Uzay le Venon

Mes grands-parents avaient acheté et vécu dans les années 1940

L’AFFAIRE DE JARRIOLLES

EXTRAITS DES MEMOIRES PUBLIES PAR LA SOCIETE HISTORIQUE DU CHER DE 1880

(C’est un texte de F.Dumonteil)

Dans la nuit du 8 au 9 brumaire an V (1) sept personnes furent égorgées par une bande de malfaiteurs, dans une auberge, située à Jarriolles, commune d’Uzay le Venon, canton de La Celle Bruère (2), département du Cher.

Ce crime produisit dans notre pays une émotion considérable, qui eut pour conséquence des mesures de police exceptionnellement rigoureuses. Aussi , l’affaire de Jarriolles peut être considérée comme un des épisodes de notre histoire locale.

  1. nuit du 29 au 30 octobre 1796
  2. (2) Le canton de La Celle-Bruère a été supprimé . Actuellement la commune d’Uzay le Venon fait partie du canton de Châteauneuf-sur-Cher

RECIT DU CRIME DE JARRIOLLES

A trois lieues et demie environ de Saint-Amand, le long de la route de Bourges, au milieu d’une plaine dite Plaine de Jarriolles, existait en l’an V, un auberge dont les bâtiments sont actuellement affectés à une exploitation rurale. L’ancienne maison d’habitation, où eut lieu la scène de meurtre qui va être retracée, a été transformée en étable. Des vieillards d’Uzay prétendent que le séjour de cette maison était devenu impossible, par suite des lamentations lugubres qu’on y entendait la nuit

Derrière l’auberge se trouvait un bois. En face, de l’autre côté de la route, une masure était occupée par un nommé Auvitu ou Lovitu. Les habitations les plus rapprochées étaient ensuite celles du hameau du Petit-Jarriolles situé à une distance d’environ 150 mères.

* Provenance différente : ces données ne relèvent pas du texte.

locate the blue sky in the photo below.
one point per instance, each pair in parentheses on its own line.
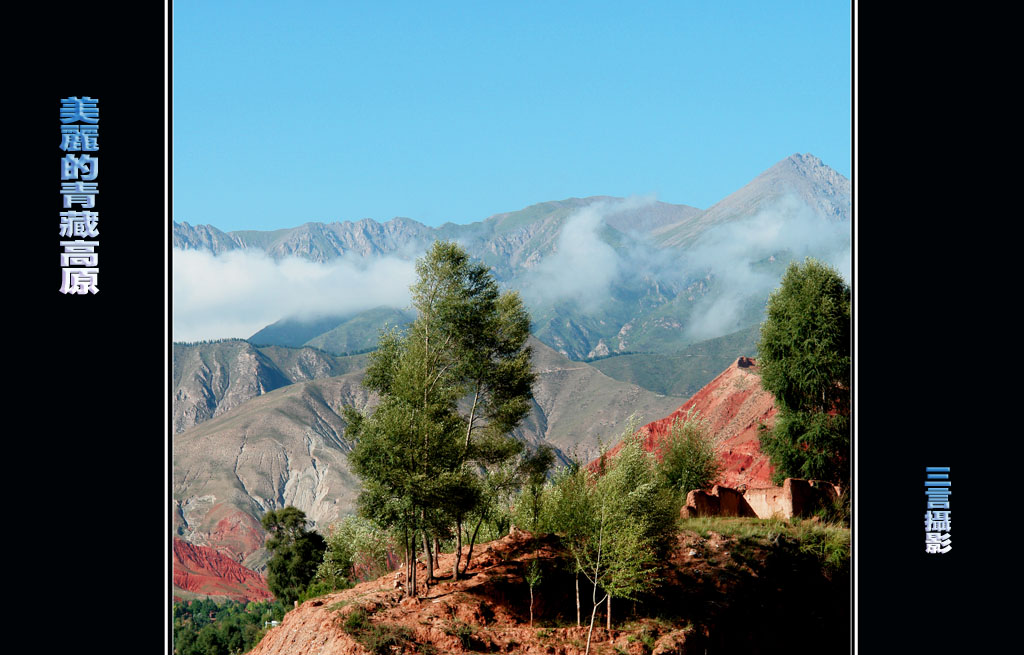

En l’an V, l’auberge de Jarriolles était un lieu de halte pour les colporteurs qui faisaient le trajet de Saint-Amand à Bourges et que le mauvais état des chemins, autant que les nécessités de leur négoce, obligeaient à voyager à petites journées. Elle était particulièrement fréquentée au commencement de brumaire, c’est-à-dire dans la dernière quinzaine d’octobre, à cause des foires d’Orval très importantes à cette époque, et qui, encore aujourd’hui, attirent à Saint-Amand un certain concours d’étrangers et de marchands forains.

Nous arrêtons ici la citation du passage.